Why we don’t use punishment or aversives.


At Tip Top Dog School we try to base all our training methods on reward-based motivational techniques.

The words “Aversive” and “Punishment” mean delivering a harsh correction to the dog.

We do not do the following :



Rub noses in urine or faeces

Lead jerk

Knee in chest

Throw discs or rattle cans

Spray water

Why not? – because there are humane and effective alternatives to punishment.

Here are a few of the main reasons why punishment can cause worse problems than the unacceptable behaviour one was trying to stop:

A punishment requires perfect timing and it has to be severe enough to stop the behaviour first time.

Most owners do not have good enough timing to deliver the punishment within 2 seconds of the undesirable behaviour.

If the punishment is delivered time and time again escalating in severity (as is not working ) it actually becomes ABUSE.

Punishment only teaches the dog what NOT to do.

Positive training teaches an alternative behaviour – if you teach your dog to “sit” he can’t be jumping up etc.

Punishment teaches any reasonably intelligent dog to keep away from you.

e.g Why should he come to you when called if you shout or hit him when he has ( at last) come back to you.

Any bad behaviour that is fear based can be made worse by using punishment.

e.g the dog that is barking at another dog because he is scared of it, is now afraid of you too if you hit him for barking at the other dog.

You do not earn your dog’s trust and respect by intimidation and physical abuse.

Only kind, fair and consistent training will make a dog regard you as their leader and guardian.

You don’t change the dog’s attitude by punishment.

e.g If you punish a dog for growling at you – it may not growl a warning next time – but go straight in and bite you.

Your dog may not understand the reason for the punishment.

e.g You may think you are punishing your dog for chasing a jogger – but your dog might think you were punishing him for not going fast enough to catch him.

Your dog cannot generalise or discriminate

If you punish him for chewing the chair leg he will still chew the table leg.
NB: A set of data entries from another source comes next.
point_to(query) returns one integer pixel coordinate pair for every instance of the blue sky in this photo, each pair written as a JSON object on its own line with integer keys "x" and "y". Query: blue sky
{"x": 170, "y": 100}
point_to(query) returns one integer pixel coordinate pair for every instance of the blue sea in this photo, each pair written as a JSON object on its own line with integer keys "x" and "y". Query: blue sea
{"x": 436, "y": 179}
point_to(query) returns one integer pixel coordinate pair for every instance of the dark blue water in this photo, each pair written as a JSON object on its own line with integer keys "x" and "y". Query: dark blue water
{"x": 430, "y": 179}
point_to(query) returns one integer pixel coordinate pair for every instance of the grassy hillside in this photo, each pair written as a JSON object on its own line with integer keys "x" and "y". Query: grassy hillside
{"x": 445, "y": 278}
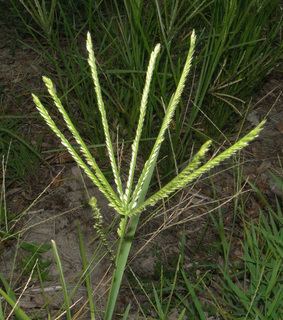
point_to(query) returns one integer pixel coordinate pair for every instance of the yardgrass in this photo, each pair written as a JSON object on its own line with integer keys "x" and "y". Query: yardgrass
{"x": 228, "y": 70}
{"x": 235, "y": 52}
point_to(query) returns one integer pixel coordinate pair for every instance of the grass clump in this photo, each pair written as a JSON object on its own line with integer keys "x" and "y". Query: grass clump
{"x": 130, "y": 202}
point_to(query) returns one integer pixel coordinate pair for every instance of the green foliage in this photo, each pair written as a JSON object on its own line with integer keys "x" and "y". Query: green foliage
{"x": 236, "y": 49}
{"x": 20, "y": 154}
{"x": 255, "y": 291}
{"x": 128, "y": 204}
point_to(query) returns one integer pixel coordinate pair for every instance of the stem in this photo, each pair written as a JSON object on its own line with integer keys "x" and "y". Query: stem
{"x": 124, "y": 248}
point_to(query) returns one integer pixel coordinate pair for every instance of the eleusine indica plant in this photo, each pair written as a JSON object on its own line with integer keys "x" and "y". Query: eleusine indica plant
{"x": 130, "y": 201}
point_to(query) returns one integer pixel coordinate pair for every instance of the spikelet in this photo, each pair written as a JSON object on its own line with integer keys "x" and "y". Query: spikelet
{"x": 45, "y": 115}
{"x": 150, "y": 163}
{"x": 98, "y": 225}
{"x": 101, "y": 107}
{"x": 84, "y": 149}
{"x": 143, "y": 107}
{"x": 189, "y": 174}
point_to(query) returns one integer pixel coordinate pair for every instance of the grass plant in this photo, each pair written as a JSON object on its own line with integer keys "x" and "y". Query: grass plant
{"x": 235, "y": 52}
{"x": 131, "y": 201}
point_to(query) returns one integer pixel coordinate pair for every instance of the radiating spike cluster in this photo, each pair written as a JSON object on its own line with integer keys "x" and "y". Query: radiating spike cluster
{"x": 191, "y": 172}
{"x": 150, "y": 163}
{"x": 130, "y": 203}
{"x": 101, "y": 107}
{"x": 45, "y": 115}
{"x": 83, "y": 147}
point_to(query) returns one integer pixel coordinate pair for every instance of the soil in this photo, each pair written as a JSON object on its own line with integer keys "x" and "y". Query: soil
{"x": 63, "y": 194}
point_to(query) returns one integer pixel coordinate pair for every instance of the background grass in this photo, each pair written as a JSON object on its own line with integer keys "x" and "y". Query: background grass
{"x": 236, "y": 50}
{"x": 239, "y": 44}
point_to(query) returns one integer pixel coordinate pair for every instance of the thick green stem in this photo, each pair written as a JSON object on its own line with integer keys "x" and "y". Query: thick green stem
{"x": 124, "y": 248}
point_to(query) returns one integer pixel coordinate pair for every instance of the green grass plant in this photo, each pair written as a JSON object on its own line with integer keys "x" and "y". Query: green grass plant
{"x": 131, "y": 201}
{"x": 236, "y": 50}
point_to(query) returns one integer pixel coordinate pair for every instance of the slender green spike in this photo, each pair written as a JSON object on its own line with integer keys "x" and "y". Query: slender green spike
{"x": 84, "y": 149}
{"x": 62, "y": 280}
{"x": 143, "y": 107}
{"x": 101, "y": 107}
{"x": 188, "y": 175}
{"x": 150, "y": 163}
{"x": 45, "y": 115}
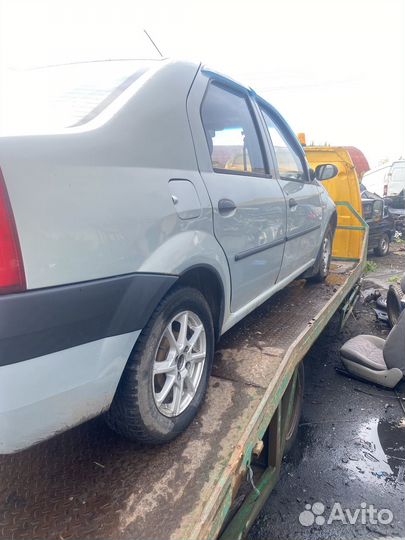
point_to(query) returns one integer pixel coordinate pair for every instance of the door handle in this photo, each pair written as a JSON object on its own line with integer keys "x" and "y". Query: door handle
{"x": 226, "y": 206}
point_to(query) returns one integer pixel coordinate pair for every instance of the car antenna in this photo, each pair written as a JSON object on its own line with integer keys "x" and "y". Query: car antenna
{"x": 153, "y": 43}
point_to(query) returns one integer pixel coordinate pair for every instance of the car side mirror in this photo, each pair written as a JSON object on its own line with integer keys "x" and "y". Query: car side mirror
{"x": 326, "y": 171}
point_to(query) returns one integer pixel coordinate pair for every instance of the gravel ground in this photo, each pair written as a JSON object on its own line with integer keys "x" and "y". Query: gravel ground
{"x": 350, "y": 449}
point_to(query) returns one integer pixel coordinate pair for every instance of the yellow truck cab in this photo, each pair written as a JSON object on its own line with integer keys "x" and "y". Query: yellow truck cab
{"x": 344, "y": 187}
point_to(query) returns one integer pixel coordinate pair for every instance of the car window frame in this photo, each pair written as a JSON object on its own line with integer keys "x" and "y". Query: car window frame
{"x": 289, "y": 137}
{"x": 239, "y": 92}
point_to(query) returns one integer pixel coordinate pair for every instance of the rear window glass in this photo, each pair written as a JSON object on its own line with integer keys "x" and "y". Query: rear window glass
{"x": 397, "y": 184}
{"x": 53, "y": 98}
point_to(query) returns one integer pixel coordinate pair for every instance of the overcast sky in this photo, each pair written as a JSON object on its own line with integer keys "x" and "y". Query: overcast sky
{"x": 334, "y": 68}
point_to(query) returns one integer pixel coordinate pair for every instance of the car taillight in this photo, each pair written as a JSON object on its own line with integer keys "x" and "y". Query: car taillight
{"x": 12, "y": 277}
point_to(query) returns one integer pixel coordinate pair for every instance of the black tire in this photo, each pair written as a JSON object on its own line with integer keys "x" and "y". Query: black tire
{"x": 293, "y": 426}
{"x": 134, "y": 413}
{"x": 394, "y": 304}
{"x": 320, "y": 270}
{"x": 383, "y": 246}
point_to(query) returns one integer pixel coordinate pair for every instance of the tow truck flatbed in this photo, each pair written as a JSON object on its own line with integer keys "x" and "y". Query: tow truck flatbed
{"x": 87, "y": 483}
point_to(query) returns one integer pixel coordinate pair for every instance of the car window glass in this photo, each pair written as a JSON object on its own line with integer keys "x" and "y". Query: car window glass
{"x": 288, "y": 161}
{"x": 231, "y": 133}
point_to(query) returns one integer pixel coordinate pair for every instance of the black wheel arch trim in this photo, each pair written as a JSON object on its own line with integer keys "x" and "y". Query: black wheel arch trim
{"x": 43, "y": 321}
{"x": 209, "y": 268}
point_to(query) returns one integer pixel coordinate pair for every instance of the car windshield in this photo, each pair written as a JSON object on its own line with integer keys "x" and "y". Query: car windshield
{"x": 58, "y": 97}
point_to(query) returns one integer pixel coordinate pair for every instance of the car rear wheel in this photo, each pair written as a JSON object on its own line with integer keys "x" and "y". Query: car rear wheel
{"x": 166, "y": 378}
{"x": 383, "y": 246}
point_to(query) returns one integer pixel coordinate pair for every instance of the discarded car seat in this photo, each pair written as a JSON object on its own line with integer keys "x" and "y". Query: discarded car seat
{"x": 375, "y": 359}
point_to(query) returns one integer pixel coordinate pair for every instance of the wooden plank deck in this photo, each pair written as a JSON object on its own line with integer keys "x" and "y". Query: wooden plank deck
{"x": 88, "y": 483}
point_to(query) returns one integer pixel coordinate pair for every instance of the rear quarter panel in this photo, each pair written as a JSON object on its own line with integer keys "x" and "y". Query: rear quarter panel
{"x": 96, "y": 203}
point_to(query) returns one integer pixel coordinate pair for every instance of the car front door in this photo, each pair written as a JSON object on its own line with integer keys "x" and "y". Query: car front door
{"x": 304, "y": 208}
{"x": 249, "y": 212}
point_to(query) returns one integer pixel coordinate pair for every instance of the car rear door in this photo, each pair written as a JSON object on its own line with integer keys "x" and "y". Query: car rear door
{"x": 249, "y": 212}
{"x": 303, "y": 200}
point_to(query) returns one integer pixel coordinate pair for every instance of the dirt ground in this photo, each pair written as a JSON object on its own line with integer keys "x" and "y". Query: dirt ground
{"x": 351, "y": 442}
If you allow him to have an old trainer as a chew-toy he will think it’s OK to chew your brand new ones

Punishment can cause a dog to shut down.

The dog decides that everything he does is wrong so he doesn’t try to do anything and he cannot learn

Punishment can seem like a reward to the dog.

e.g Touching your dog to stop him doing something can seem like a reward to your dog even if you think you were reprimanding him.
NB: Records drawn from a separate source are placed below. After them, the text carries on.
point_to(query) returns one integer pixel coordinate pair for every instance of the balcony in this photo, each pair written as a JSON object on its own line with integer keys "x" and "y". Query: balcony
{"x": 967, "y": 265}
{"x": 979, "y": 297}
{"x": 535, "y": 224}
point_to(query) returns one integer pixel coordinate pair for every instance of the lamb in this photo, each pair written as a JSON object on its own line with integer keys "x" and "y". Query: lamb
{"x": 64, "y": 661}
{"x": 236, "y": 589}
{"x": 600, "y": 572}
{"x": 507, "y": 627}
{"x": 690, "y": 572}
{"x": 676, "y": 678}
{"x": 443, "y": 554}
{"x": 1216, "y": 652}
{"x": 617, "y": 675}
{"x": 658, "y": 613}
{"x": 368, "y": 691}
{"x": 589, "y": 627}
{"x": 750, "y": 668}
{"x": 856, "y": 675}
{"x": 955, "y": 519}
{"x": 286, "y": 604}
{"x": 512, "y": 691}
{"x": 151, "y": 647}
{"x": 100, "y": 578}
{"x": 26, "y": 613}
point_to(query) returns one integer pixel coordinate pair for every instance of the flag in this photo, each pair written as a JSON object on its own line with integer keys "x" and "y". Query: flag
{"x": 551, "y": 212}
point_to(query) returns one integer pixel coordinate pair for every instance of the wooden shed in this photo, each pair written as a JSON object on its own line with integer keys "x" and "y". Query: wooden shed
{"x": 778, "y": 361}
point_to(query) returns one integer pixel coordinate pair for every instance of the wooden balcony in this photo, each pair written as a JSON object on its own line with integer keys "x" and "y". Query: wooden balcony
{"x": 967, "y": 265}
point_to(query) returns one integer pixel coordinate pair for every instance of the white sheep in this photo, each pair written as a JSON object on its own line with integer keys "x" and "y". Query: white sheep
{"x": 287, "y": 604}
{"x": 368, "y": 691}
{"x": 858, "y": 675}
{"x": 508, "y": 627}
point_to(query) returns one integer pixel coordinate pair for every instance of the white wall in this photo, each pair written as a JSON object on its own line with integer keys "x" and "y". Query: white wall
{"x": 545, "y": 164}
Punishment can physically and mentally damage your dog.

e.g Lead jerking can cause severe long-term injury to neck and spine, plus – why on earth should your dog want to walk next to you if you keep hurting him?

Punishment can backfire with horrific consequences in cases of aggression.

e.g You may punish the dog and he won’t bite you – but his anger could make him re-direct his aggression to another dog or even your child or grand-child

Punishment can become owner contingent.

e.g Just because you have suppressed an unwanted behaviour, rather than teaching the dog how you want him to behave, it does not mean the dog won’t do it when you are not present.

Punishment can be simply a way of the owner venting their own anger and frustration.

Please don’t get the wrong idea – positive does NOT mean permissive.

Dogs, like children are happiest knowing their boundaries and what is expected of them.

At Tip Top we believe in helping you to understand your dog’s natural behaviour and how to train your dog to behave acceptably in all life situations – not just in the classroom, which is why we explain what we are doing and why.

We do not just teach obedience exercises.

By some trainers’ criteria we at Tip Top are not 100% purely positive.

We do use “Time-Outs” occasionally and we will use a “No” if necessary.

We don’t allow doggy tantrums or temper biting (of you or us).

We won’t smack or shake the dog but we will restrain him until he calms down (and stops trying to sink his teeth into us!)

We do believe that all dogs must have enough trust and respect for their handlers that they will accept handling and restraint from an early age.